La clause que chaque Canadien devrait ajouter à son CELI
Si vous avez un compte d’épargne libre d’impôt (CELI), vous avez travaillé fort pour faire croître votre épargne sans que le fisc n’en prenne une part. Pour protéger cette croissance à l’abri de l’impôt au profit de votre conjoint, une désignation juridique précise est nécessaire : le titulaire remplaçant.
Peu importe le notaire ou l’avocat que vous choisissez pour régler votre succession, assurez-vous qu’il ajoute cette clause précise à votre testament ou à votre contrat de mariage :
Je désigne mon conjoint comme titulaire remplaçant de tous mes comptes d’épargne libre d’impôt (« CELI ») et je souhaite que mon conjoint acquière tous mes droits à titre de titulaire de ceux-ci.

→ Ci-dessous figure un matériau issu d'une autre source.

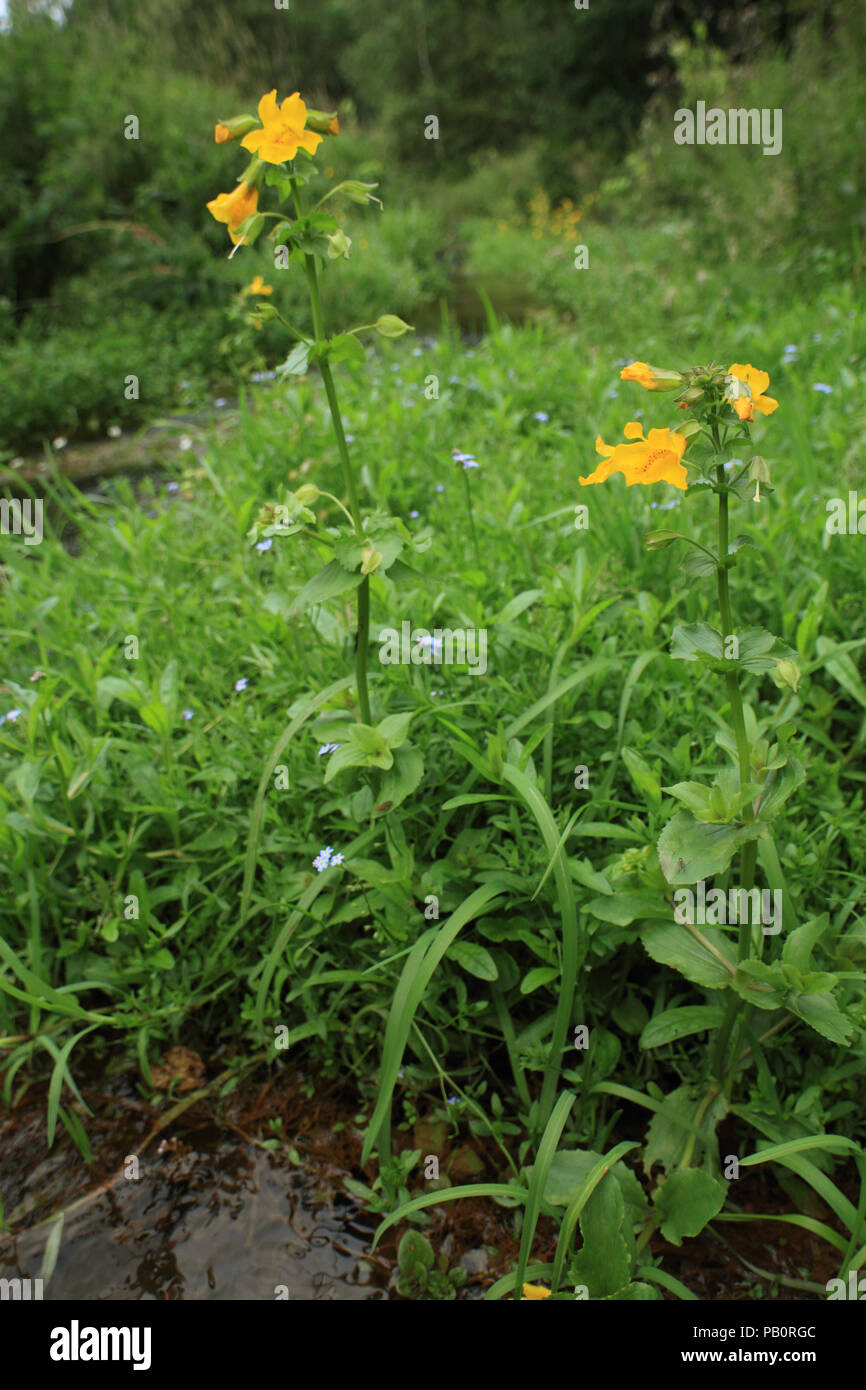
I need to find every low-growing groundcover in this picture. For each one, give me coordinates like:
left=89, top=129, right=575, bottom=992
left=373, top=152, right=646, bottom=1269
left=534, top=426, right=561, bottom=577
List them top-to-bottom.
left=0, top=104, right=866, bottom=1300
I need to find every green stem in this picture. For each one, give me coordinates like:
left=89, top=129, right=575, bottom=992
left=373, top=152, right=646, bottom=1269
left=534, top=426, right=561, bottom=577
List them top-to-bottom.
left=295, top=192, right=371, bottom=724
left=712, top=464, right=758, bottom=1095
left=460, top=467, right=484, bottom=570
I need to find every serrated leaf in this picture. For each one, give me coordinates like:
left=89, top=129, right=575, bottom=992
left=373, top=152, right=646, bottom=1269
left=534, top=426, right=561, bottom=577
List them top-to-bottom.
left=295, top=560, right=363, bottom=612
left=670, top=625, right=724, bottom=662
left=378, top=744, right=424, bottom=810
left=659, top=810, right=763, bottom=884
left=587, top=892, right=670, bottom=927
left=781, top=912, right=830, bottom=974
left=641, top=922, right=737, bottom=990
left=520, top=965, right=562, bottom=994
left=788, top=994, right=856, bottom=1047
left=638, top=1004, right=726, bottom=1048
left=652, top=1168, right=727, bottom=1245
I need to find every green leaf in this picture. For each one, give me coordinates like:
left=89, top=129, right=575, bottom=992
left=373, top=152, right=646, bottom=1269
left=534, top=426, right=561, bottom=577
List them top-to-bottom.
left=328, top=334, right=367, bottom=363
left=644, top=531, right=688, bottom=550
left=680, top=548, right=719, bottom=580
left=295, top=560, right=364, bottom=612
left=670, top=625, right=724, bottom=662
left=815, top=637, right=866, bottom=706
left=375, top=710, right=414, bottom=748
left=378, top=744, right=424, bottom=810
left=620, top=748, right=662, bottom=808
left=758, top=758, right=806, bottom=820
left=659, top=810, right=763, bottom=884
left=587, top=892, right=670, bottom=927
left=781, top=912, right=830, bottom=974
left=641, top=922, right=737, bottom=990
left=446, top=941, right=499, bottom=980
left=733, top=959, right=790, bottom=1009
left=520, top=965, right=562, bottom=994
left=788, top=994, right=856, bottom=1047
left=638, top=1004, right=726, bottom=1048
left=652, top=1168, right=727, bottom=1245
left=571, top=1173, right=631, bottom=1298
left=398, top=1227, right=435, bottom=1273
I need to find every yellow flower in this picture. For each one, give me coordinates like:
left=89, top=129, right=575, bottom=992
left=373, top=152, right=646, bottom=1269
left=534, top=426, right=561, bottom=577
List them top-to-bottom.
left=240, top=88, right=321, bottom=164
left=207, top=183, right=259, bottom=246
left=620, top=361, right=683, bottom=391
left=724, top=361, right=778, bottom=420
left=580, top=420, right=688, bottom=492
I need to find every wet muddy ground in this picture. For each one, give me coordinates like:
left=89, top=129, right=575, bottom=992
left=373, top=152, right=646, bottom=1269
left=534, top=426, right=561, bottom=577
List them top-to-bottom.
left=0, top=1049, right=845, bottom=1301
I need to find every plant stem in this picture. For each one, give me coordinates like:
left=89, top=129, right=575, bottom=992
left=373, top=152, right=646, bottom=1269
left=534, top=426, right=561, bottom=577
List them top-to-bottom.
left=301, top=232, right=371, bottom=724
left=712, top=463, right=758, bottom=1095
left=460, top=467, right=484, bottom=570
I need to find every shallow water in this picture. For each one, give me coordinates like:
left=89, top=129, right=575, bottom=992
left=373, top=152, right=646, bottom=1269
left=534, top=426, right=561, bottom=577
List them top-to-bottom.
left=0, top=1136, right=388, bottom=1301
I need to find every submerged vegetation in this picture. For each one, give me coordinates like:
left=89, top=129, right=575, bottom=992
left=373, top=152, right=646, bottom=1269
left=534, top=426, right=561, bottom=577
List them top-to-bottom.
left=0, top=0, right=866, bottom=1300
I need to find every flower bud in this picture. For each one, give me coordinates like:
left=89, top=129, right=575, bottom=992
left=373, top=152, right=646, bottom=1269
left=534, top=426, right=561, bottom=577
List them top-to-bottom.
left=307, top=107, right=339, bottom=135
left=214, top=115, right=259, bottom=145
left=334, top=178, right=382, bottom=207
left=328, top=227, right=352, bottom=260
left=373, top=314, right=414, bottom=338
left=620, top=361, right=683, bottom=391
left=295, top=482, right=321, bottom=507
left=773, top=656, right=803, bottom=691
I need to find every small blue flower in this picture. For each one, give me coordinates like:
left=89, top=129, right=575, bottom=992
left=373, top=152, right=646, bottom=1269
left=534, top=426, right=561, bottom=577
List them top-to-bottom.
left=313, top=845, right=345, bottom=873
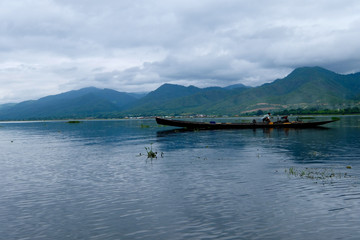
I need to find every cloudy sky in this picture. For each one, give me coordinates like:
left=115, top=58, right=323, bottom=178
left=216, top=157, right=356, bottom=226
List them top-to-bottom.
left=0, top=0, right=360, bottom=103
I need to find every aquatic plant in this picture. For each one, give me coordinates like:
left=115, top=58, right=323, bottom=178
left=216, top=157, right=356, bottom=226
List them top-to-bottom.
left=67, top=120, right=81, bottom=123
left=145, top=144, right=157, bottom=159
left=285, top=167, right=351, bottom=180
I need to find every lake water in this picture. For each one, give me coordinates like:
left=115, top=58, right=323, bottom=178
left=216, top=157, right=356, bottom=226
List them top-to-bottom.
left=0, top=116, right=360, bottom=240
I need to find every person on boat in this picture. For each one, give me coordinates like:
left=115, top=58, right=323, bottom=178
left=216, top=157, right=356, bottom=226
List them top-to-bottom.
left=263, top=113, right=271, bottom=123
left=281, top=116, right=289, bottom=122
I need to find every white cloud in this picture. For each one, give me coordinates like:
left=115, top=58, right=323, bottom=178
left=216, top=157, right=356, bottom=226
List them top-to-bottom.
left=0, top=0, right=360, bottom=103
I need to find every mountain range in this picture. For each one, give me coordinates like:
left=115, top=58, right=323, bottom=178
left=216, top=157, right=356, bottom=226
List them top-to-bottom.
left=0, top=67, right=360, bottom=120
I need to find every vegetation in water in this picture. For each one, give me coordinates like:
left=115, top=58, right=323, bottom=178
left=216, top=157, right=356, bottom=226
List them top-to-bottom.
left=67, top=120, right=81, bottom=123
left=140, top=143, right=164, bottom=159
left=285, top=166, right=351, bottom=180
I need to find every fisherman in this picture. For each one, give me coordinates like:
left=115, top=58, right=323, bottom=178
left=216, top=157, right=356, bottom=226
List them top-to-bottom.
left=263, top=113, right=271, bottom=123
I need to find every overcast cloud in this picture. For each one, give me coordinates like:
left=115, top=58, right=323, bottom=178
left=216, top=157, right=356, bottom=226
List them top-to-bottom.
left=0, top=0, right=360, bottom=103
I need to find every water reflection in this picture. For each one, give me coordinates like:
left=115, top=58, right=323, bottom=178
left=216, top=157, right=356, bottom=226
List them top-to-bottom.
left=0, top=117, right=360, bottom=239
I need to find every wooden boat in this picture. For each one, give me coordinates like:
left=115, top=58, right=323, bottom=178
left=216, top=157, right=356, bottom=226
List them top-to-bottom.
left=155, top=117, right=336, bottom=129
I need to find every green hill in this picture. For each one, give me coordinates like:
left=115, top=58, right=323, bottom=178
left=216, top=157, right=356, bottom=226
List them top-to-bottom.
left=0, top=67, right=360, bottom=120
left=0, top=87, right=137, bottom=120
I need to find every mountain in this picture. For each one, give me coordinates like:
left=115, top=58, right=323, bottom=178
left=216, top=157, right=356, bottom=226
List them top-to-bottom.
left=0, top=67, right=360, bottom=120
left=127, top=67, right=360, bottom=115
left=225, top=83, right=251, bottom=89
left=125, top=84, right=246, bottom=115
left=0, top=87, right=137, bottom=120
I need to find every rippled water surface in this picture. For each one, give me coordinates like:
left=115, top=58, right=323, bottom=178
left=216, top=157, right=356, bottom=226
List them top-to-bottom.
left=0, top=116, right=360, bottom=239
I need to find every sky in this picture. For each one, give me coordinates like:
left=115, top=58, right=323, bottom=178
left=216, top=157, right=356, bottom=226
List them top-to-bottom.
left=0, top=0, right=360, bottom=104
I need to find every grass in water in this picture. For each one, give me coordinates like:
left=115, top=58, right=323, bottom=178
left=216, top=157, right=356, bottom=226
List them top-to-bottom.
left=67, top=120, right=81, bottom=123
left=145, top=144, right=157, bottom=159
left=285, top=166, right=351, bottom=180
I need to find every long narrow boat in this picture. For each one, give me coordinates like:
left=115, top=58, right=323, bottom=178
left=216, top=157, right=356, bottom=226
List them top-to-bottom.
left=155, top=117, right=336, bottom=129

Note spéciale pour les résidents du Québec
Au Québec, les règles applicables au transfert d’un CELI au conjoint au décès dépendent du type de CELI :
- Fonds communs de placement : Le Québec ne reconnaît généralement pas la désignation d’un titulaire remplaçant pour ces CELI. Dans la plupart des cas, le transfert au conjoint survivant doit être prévu par le testament ou la succession, plutôt que par le formulaire standard de désignation de bénéficiaire de l’institution financière. Le droit du conjoint est habituellement traité dans le cadre du testament ou de la succession, et non par une désignation de titulaire remplaçant sur le compte.
- Fonds distincts : Si le CELI est un contrat d’assurance, comme un fonds distinct, des règles de désignation différentes peuvent s’appliquer en vertu du droit des assurances, et il peut encore être possible de nommer directement le conjoint dans le contrat. Le libellé exact dépend de l’assureur et du contrat.
Ce que cela fait « vraiment » : reprendre les droits de cotisation utilisés
Lorsque vous désignez votre conjoint comme titulaire remplaçant, il ne reçoit pas simplement un versement — il « prend votre place ». Il prend en charge votre contrat de CELI, y compris les droits de cotisation que vous avez déjà utilisés.
Imaginez que vous avez un total de droits de cotisation de 102 000 $ et un solde de CELI de 74 000 $.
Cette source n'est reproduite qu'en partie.